It’s been a one-month hiatus and I think that’s long enough. I mentioned in a post before that I really hate writing in the blog when I’m depressed, because it just becomes a series of depressing posts and who wants to read that? I’ve had no motivation to do anything – work, eat, clean – even taking a shower required supreme effort on some days. You (and the people around me) will be happy to know that I did manage that last one.
But life has been plodding along. I’ve been spending a lot of time with E and friends, and that’s been the only thing that’s really kept me feeling like I might still be alive. I love my blog and blosse but for some reason I’ve needed the face to face company lately, like I need to reassure myself that there’s a real world around me and not just the one in which I imagine that I am popular and pretty and a brilliant writer.

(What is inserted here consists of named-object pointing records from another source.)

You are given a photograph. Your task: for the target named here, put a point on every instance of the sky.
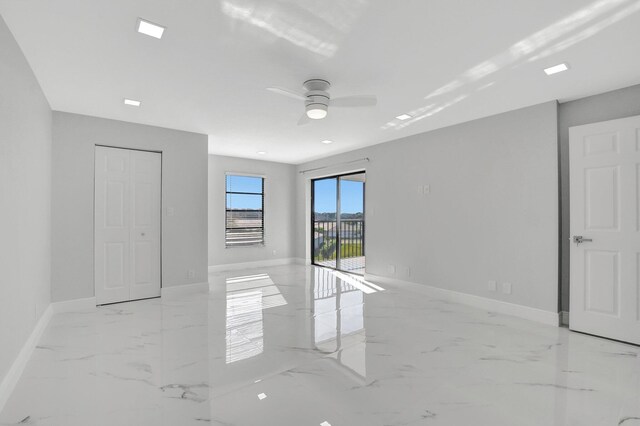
(324, 197)
(351, 197)
(244, 184)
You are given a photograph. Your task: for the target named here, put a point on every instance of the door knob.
(580, 239)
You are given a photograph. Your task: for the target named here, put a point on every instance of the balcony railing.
(325, 239)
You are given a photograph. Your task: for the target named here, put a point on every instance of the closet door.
(127, 224)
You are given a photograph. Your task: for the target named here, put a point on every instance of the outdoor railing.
(325, 236)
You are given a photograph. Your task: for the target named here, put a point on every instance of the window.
(244, 211)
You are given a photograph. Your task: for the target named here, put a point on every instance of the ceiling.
(443, 61)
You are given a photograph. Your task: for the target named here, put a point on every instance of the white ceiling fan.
(317, 99)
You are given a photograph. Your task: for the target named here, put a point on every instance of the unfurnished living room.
(322, 213)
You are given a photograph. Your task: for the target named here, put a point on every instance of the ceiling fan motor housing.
(317, 94)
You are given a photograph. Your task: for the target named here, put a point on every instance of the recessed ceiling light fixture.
(132, 102)
(316, 111)
(150, 29)
(556, 69)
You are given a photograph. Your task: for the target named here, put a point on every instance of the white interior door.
(127, 224)
(605, 212)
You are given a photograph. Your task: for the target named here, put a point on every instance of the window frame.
(262, 243)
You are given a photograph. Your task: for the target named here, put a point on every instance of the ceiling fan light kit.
(317, 99)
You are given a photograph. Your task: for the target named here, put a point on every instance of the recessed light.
(150, 29)
(132, 102)
(556, 69)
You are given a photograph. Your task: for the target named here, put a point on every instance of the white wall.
(606, 106)
(492, 213)
(25, 197)
(184, 189)
(279, 210)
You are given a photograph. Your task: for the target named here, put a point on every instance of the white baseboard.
(256, 264)
(85, 304)
(181, 290)
(9, 382)
(492, 305)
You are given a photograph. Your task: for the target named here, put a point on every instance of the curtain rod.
(335, 165)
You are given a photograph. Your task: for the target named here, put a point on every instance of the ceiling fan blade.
(304, 120)
(354, 101)
(286, 92)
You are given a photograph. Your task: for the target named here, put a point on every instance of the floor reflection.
(338, 317)
(247, 297)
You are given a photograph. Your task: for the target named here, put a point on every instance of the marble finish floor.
(295, 346)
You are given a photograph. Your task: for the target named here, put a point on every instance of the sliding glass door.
(338, 222)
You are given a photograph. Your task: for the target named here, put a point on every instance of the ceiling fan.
(317, 99)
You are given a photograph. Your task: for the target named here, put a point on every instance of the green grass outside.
(347, 249)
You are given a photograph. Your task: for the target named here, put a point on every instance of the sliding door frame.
(338, 236)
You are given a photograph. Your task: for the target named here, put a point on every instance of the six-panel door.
(127, 224)
(605, 212)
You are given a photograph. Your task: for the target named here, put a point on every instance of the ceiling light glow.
(150, 29)
(556, 69)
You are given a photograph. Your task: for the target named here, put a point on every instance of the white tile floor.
(355, 265)
(293, 345)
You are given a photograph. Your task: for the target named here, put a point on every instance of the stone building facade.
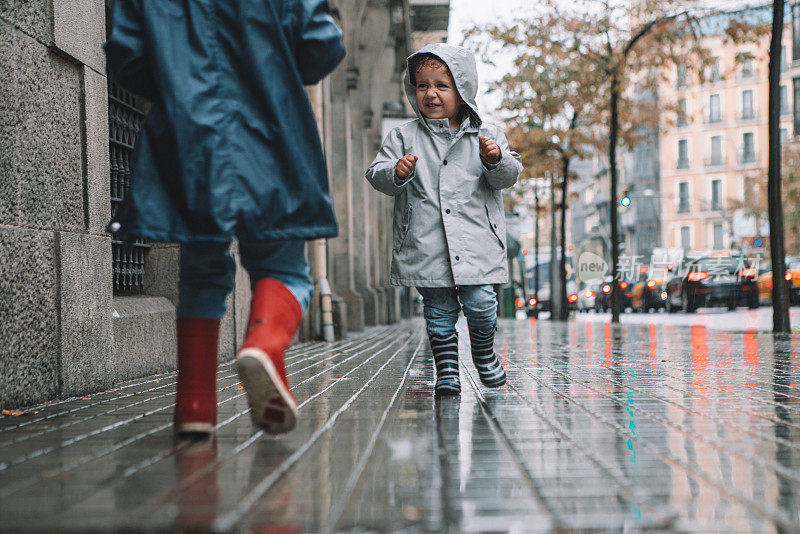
(72, 320)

But enough of that. I’m sure you are on the edge of your spinny desk chair, drooling as you anticipate the recap of my month.
Jeep
The big news is that the recession got me in the middle of my depression, and I had to get rid of the Jeep. Gas prices, insurance prices, payments – KILLING me. My medication costs have gone up significantly and I just can’t afford it anymore. Seriously, meds these days? If you’re not depressed already, the cost of anti-depressants will MAKE you depressed. But I got a cute little Pontiac Vibe the other day and I have to confess, it’s so fun and zippy! I feel like a traitor saying that, but dammit, Jeep – you let me down! 15 mpg in the city? Hybridize yourself! Take some initiative! You make my bank account weep!
Boys
In slightly smaller but still not awesome news, I met a friend’s new boyfriend the other day and I have to say, I was a tiny bit underwhelmed after her glowing raves about this fellow. Guys, aren’t you supposed to make an effort to woo the friends with charm on the first meeting? Aren’t you supposed to keep your mouth shut about divisive topics like religion and politics and not try to evangelize your Republican views like Pat Robertson on crack? Now I have no problem with Republicans. Or Democrats or Libertarians or Greens or whatever else. Be what you want and so will I. But really? Save yourself the strain of stepping up on the soapbox because it just makes me want to shoot you while you’re up there making yourself an easy target.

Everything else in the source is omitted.